Rescue operations commenced immediately. Vulovic was severely injured. She broke both her legs and was paralyzed from the waist down. She was in a coma for 27 days. Her recovery took 17 months. She continued to fly with Yugoslav Airlines for 20 more years.
Vulovic returned to the accident scene on Jan 27, 1997. She met her rescuers and placed memorial flowers at the monument for the others that died.
All others on board perished.
Originally posted by The Blade Runner
wow that for real!!
Lieutenant I. M. Chisov
January 1942: Russian Lieutenant I. M. Chisov flew his Ilyushin 4 on a bitter cold day in January 1942. He was attacked by 12 German Messerschmitts.
Chisov bailed out at 21,980 ft. because he thought that was his best survival option. He free fell to escape the German fire. His plan was to open at 1000 ft.
He lost consciousness during his freefall. He landed on a steep ravine with 3 ft. of snow and plowed through the snow until coming to rest at the bottom.
He awoke 20 minutes later. He 'only' had a concussion of his spine and a fractured pelvis.
He recovered quickly and was back on duty as a flight instructor 3.5 months later.
March 23, 1944: Nick Alkemade of the Royal Air Force survived a chuteless jump. He was a tail gunner in an AVRO Lancaster bomber. While returning from a bombing mission the aircraft was attacked by German Junkers JU-88. Alkemade was trapped in the turret after the bomber caught fire. His parachute was in the cabin area. Alkemade jumped from the aircraft, preferring a quick death to being burned.
He fell from 18,000 ft, all the while thinking of his ultimate death. He relaxed his body and fell in a slightly head down position.
His next recollection was looking up at the stars through some pine trees. He could not believe he was okay. He moved each arm and leg and soon realized he was not even hurt badly.

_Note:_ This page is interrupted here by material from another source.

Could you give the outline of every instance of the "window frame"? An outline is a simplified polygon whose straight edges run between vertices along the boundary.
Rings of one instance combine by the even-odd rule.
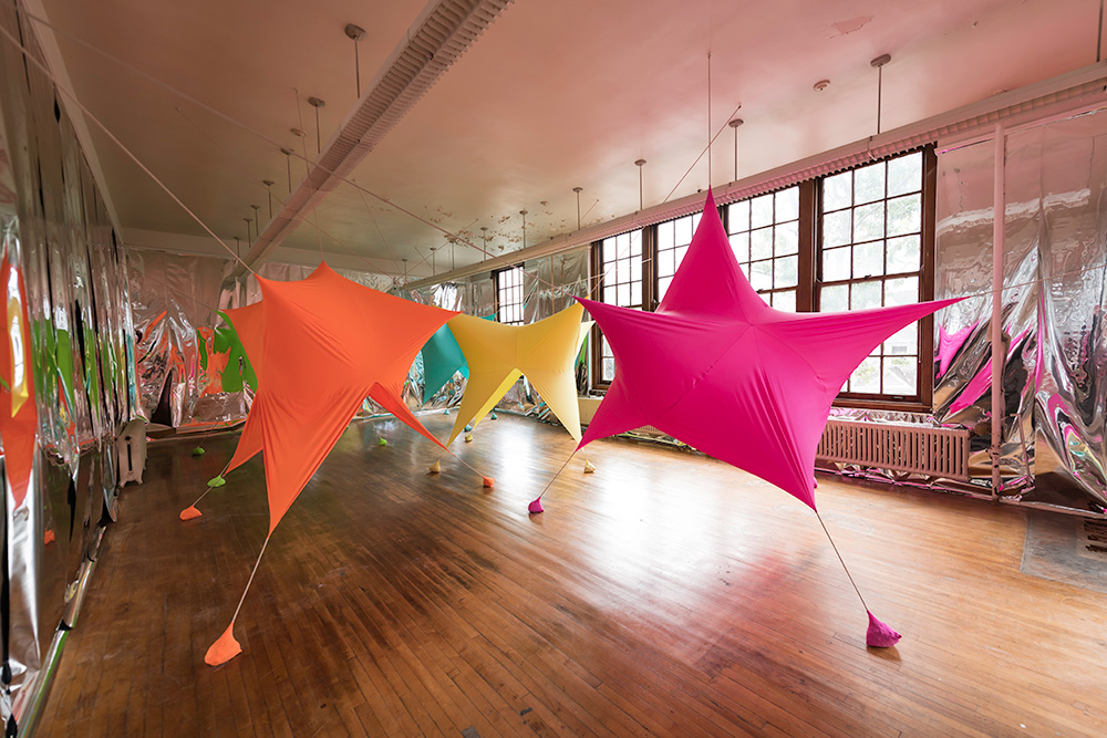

Completely grateful of being alive he smoked a cigarette, before even getting up. He thought about what had just happened to him.
He realized that the pine trees, with their pliable branches, slowly reduced his descent rate to one that was survivable. In addition, the soft snow cover reduced the landing forces even more.
He finally stood up. His leg was sprained and would not support his weight.
A short time later, the Germans captured Alkemade. The Gestapo did not believe his story of jumping without a parachute. They thought he was a spy. Finally, after inspecting the parachute harness and finding the burned parachute at the crash site they believe him.
Originally posted by dragonrider
Jag, that may be the story I heard, although I thought it was an American pilot, and understand that he was actually decorated by the Germans of all people for surviving the crash.